R/TP-ann_form.R
generateTPsAnnForm.RdTransforms and prioritizes formula annotation candidates to obtain TPs.
generateTPsAnnForm(
parents,
formulas,
minFitFormula = 0.94,
skipInvalid = TRUE,
prefCalcChemProps = TRUE,
neutralChemProps = FALSE,
parallel = TRUE
)The parents for which transformation products should be obtained. This can be
a suspect list (see suspect screening for more information)
the output of screenSuspects in which case the suspects hits are used as parents
The parents need to have formula information available.
The formulas object containing the formula candidates.
Minimum fitFormula (see Details sections) to filter out unlikely candidates.
If set to TRUE then the parents will be skipped (with a warning) for which insufficient
information (e.g. SMILES) is available.
If TRUE then calculated chemical properties such as the formula and
InChIKey are preferred over what is already present in the parent suspect list. For efficiency reasons it is
recommended to set this to TRUE. See the Validating and calculating chemical properties section for
more details.
If TRUE then the neutral form of the molecule is considered to calculate
SMILES, formulae etc. Enabling this may improve feature matching when considering common adducts
(e.g. [M+H]+, [M-H]-). See the Validating and calculating chemical properties section
for more details.
If set to TRUE then code is executed in parallel through the future package. Please
see the parallelization section in the handbook for more details.
generateTPsAnnForm returns an object of the class transformationProductsAnnForm. Please
see its documentation for e.g. filtering steps that can be performed on this object.
This function uses formula annotations to obtain transformation products. This function is called when calling generateTPs with
algorithm="ann_form".
The generateTPsAnnForm function implements the unknown TP screening from formula candidates approach
as described in (Helmus et al. 2025)
. This algorithm does not rely on any known or predicted TPs and is
therefore suitable for 'full non-target' workflows.
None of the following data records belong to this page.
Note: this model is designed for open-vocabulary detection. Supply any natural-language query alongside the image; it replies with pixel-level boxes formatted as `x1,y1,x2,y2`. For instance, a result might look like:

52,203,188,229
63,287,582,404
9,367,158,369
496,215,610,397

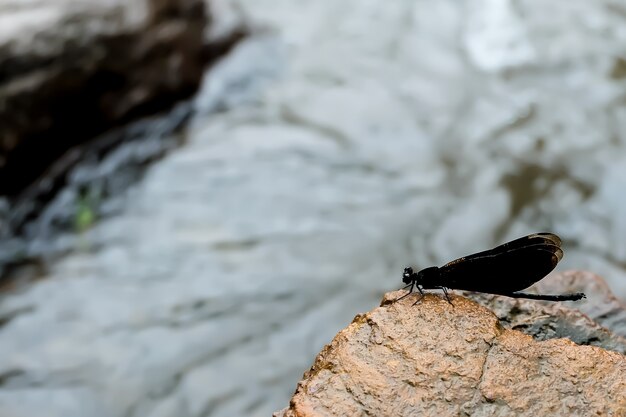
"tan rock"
275,292,626,417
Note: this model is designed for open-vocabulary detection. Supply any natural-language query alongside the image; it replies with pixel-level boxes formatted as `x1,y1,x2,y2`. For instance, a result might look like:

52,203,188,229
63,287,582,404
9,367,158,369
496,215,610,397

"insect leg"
396,281,412,301
439,287,454,305
413,285,424,305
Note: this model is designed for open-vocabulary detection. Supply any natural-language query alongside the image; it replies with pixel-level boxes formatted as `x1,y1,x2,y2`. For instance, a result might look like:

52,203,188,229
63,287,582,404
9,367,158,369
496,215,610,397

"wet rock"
275,292,626,417
0,0,207,195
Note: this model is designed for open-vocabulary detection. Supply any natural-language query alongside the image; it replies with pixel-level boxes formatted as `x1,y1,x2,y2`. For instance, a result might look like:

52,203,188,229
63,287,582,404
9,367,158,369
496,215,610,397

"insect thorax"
416,266,441,288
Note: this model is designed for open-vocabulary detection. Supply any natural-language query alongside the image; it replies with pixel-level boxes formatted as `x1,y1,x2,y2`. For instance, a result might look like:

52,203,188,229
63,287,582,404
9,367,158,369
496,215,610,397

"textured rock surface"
463,271,626,342
0,0,206,195
276,292,626,417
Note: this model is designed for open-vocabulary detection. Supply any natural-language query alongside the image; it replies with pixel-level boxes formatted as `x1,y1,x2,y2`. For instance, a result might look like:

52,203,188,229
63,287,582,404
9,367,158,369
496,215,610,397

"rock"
0,0,207,195
461,271,626,354
275,291,626,417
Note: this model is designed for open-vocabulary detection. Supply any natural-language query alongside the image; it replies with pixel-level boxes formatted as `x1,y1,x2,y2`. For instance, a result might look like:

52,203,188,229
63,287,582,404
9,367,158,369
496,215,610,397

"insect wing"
440,239,563,293
443,232,563,268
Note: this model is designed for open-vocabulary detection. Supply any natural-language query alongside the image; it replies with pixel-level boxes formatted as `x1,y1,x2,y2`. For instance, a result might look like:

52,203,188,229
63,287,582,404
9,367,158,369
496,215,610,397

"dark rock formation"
275,273,626,417
0,0,207,196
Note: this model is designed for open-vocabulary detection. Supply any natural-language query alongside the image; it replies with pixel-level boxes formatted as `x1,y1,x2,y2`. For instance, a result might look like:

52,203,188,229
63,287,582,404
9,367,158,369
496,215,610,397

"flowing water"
0,0,626,417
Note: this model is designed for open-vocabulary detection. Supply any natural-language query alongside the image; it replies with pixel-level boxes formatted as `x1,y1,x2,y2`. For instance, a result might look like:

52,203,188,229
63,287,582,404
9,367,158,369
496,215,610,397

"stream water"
0,0,626,417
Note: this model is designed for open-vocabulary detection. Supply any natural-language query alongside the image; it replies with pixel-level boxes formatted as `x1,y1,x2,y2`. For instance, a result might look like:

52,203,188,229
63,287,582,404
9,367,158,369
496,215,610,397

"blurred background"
0,0,626,417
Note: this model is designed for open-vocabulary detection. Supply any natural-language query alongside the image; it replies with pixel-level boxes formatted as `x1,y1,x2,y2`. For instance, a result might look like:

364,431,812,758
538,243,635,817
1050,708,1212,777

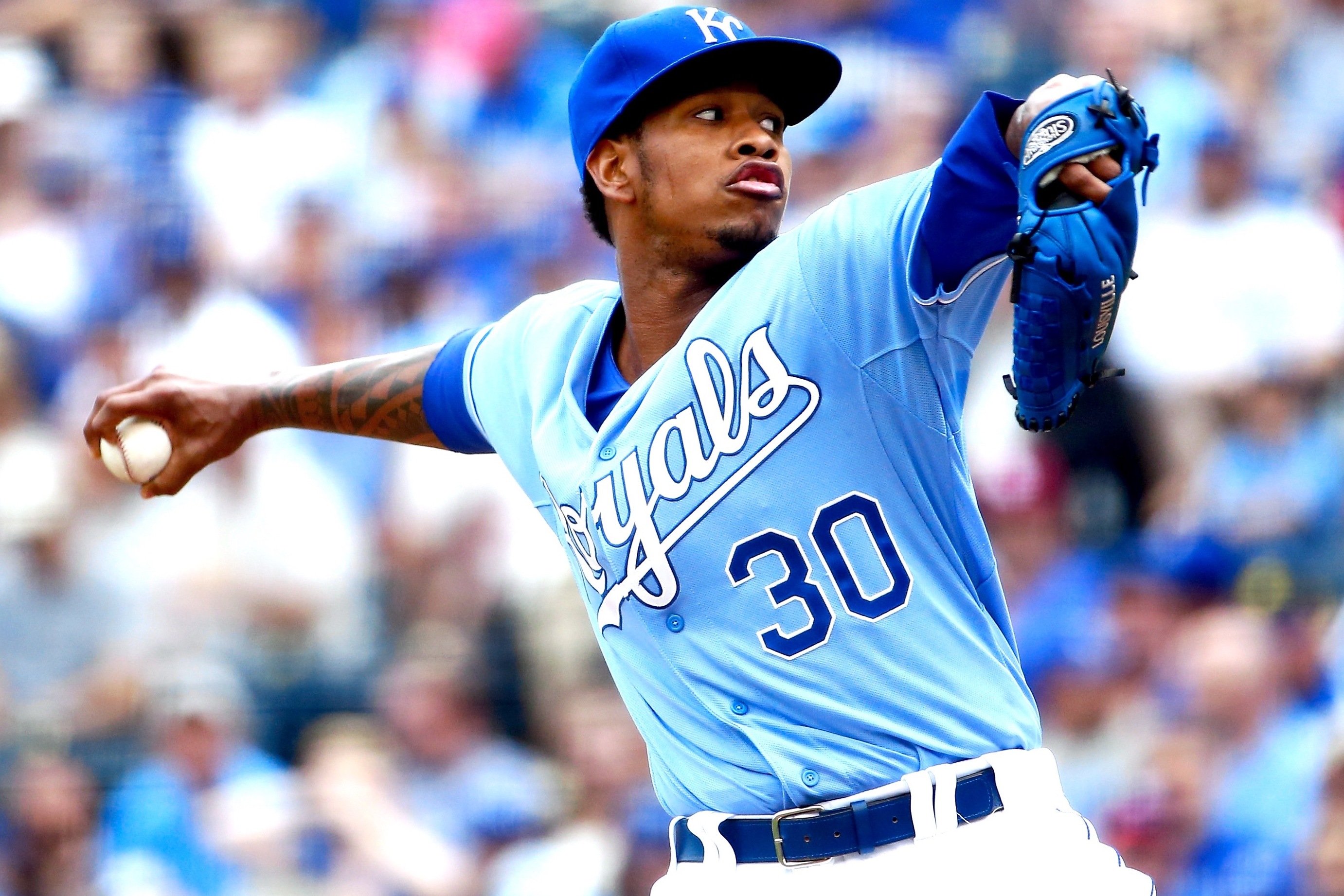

All formula candidates are considered as potential TPs
and are ranked by the TP score: $$TP score = fitFormula + annSim$$
With:
annSim: the annotation similarity
fitFormula: the common element count divided by the total element count for the formulae of the
parent/TP or TP/parent (maximum is taken)
To speed up the calculation process, a threshold for fitFormula is applied to rule out unlikely candidates.
The default was derived in (Helmus et al. 2025)
.
Unlike most other TP generation algorithms, no additional suspect screening step is required.
Setting parallel=TRUE may speed up calculations, but is only favorable for long calculations due to the
overhead of setting up multiple R processes.
Chemical properties such as SMILES, InChIKey and formulae in the parent suspect list are automatically validated and calculated if missing/invalid.
The internal validation/calculation process performs the following steps:
Validation of SMILES, InChI, InChIKey and formula data (if present). Invalid
entries will be set to NA.
If neutralChemProps=TRUE then chemical data (SMILES, formulae etc.) is neutralized by
(de-)protonation (using the –neutralized option of OpenBabel). An additional column
molNeutralized is added to mark those molecules that were neutralized. Note that neutralization requires
either SMILES or InChI data to be available.
The SMILES and InChI data are used to calculate missing or invalid SMILES,
InChI, InChIKey and formula data. If prefCalcChemProps=TRUE then existing
InChIKey and formula data is overwritten by calculated values whenever possible.
The chemical formulae which were not calculated are verified and normalized. This process may be time
consuming, and is potentially largely avoided by setting prefCalcChemProps=TRUE.
Neutral masses are calculated for missing values (prefCalcChemProps=FALSE) or whenever possible
(prefCalcChemProps=TRUE).
Note that calculation of formulae for molecules that are isotopically labelled is currently only supported for deuterium (2H) elements.
This functionality relies heavily on OpenBabel, please make sure it is installed.
OBoyle NM, Banck M, James CA, Morley C, Vandermeersch T, Hutchison GR (2011). “Open Babel: An open chemical toolbox.” Journal of Cheminformatics, 3(1). doi:10.1186/1758-2946-3-33 .
Helmus R, Bagdonaite I, de Voogt P, van Bommel MR, Schymanski EL, van Wezel AP, ter Laak TL (2025). “Comprehensive Mass Spectrometry Workflows to Systematically Elucidate Transformation Processes of Organic Micropollutants: A Case Study on the Photodegradation of Four Pharmaceuticals.” Environmental Science & Technology, 59(7), 3723–3736. ISSN 1520-5851, doi:10.1021/acs.est.4c09121 , http://dx.doi.org/10.1021/acs.est.4c09121.
generateTPs for more details and other algorithms.